If you a surveyor, you do require the government machinery (flogging) to construct safe buildings for our children (read collapsing schools). The picture is so grim for our children, and the injustice they suffer is insurmountable. I will not want to dare anyone but if you would agree a 30 minute challenge walk across Kampala alone, you would see hundreds of children with their bellies out (naked), children selling bags to survive, others scavenging in the rubbish bins, children medicating themselves because they cannot afford to see a doctor and in the country side the scenes would include children who cannot study because they are hungry. Its the evils that we have all caused. Any one would become infuriated and wish they could transform our children’s lives in an instant.
So who is the problem? The problem is every one of us. The problem is that individual, that community and those institutions that preside over failing systems. Its starts at an individual level, where a pharmacist sells expired drugs to main children, or that heartless rapist whose motive we can never understand. The person who fails to execute his role accountably, the teacher who fails to show up for lessons after a drunken night and then that carer who thinks that his 7 year old son is old enough to fend for himself.

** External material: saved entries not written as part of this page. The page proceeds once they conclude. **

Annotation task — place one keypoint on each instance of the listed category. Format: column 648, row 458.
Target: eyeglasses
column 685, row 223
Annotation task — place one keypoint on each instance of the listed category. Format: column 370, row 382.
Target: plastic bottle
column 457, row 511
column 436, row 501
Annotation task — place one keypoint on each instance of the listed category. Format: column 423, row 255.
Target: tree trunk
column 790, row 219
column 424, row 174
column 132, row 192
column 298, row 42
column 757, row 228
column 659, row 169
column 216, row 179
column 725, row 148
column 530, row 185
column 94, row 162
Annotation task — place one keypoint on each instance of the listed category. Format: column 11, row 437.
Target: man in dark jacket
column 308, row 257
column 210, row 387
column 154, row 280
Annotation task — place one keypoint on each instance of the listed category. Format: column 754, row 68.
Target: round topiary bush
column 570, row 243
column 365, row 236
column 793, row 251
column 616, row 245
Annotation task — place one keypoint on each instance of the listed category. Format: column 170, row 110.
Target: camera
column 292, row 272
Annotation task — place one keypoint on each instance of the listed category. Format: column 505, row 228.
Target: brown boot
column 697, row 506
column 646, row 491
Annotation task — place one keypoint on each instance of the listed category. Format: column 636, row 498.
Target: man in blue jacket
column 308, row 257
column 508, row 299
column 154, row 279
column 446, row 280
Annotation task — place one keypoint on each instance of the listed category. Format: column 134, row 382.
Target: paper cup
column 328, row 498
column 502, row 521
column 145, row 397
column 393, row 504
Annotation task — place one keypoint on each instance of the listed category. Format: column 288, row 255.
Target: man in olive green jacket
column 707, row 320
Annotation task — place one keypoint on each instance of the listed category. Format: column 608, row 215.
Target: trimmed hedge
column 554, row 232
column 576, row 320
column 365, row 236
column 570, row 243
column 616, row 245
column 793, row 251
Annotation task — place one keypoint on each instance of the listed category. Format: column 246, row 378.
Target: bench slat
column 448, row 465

At a community level, it is the way we value our children. ‘Our children who are supposed to be heard and not seen’, those parents who do not want to earn living and choose to force their prepubescent daughters to marry so they can get bride price. We forget that our children are gifts, our angels from God, and are our foundation and future nations.
At an institutional level it includes you the gender minister who has not implemented a single section of the 1996 children statute to-date. The money was spent and a copycat of the UK children Act 1989 was Xeroxed nearly page by page to enact the 1996 statute. Why is it not fully implemented any way? Is it because children do not count politically? Because they are not a force, because they do not vote, or because they can not hold the government at ransom, and they can not threaten the centre? Why do children’s needs always score less on the government agenda? The reality of living conditions of millions of children makes an ugly reading.
Let us start a new campaign. On the day when we remember the little souls that perished in cold blood 32 years ago, let everyone do something that will put a smile of their faces where ever they are. We can do this by doing something to change the lives of the living. Let us forget all those declarations (UN something, EU something, African something including the famous OAU declaration ‘Africa fit for children’) that have not meant anything to lives of the ordinary child. Let us be human. Lets us do the acts that are within our limits but can put a smile to a child under your care or a child next door. Let us give great importance to the day of the African child.
I salute all the persons and organisations and individuals that are doing their best to give a better face to an African child.
You and I have a role to play for an African child. May God bless you.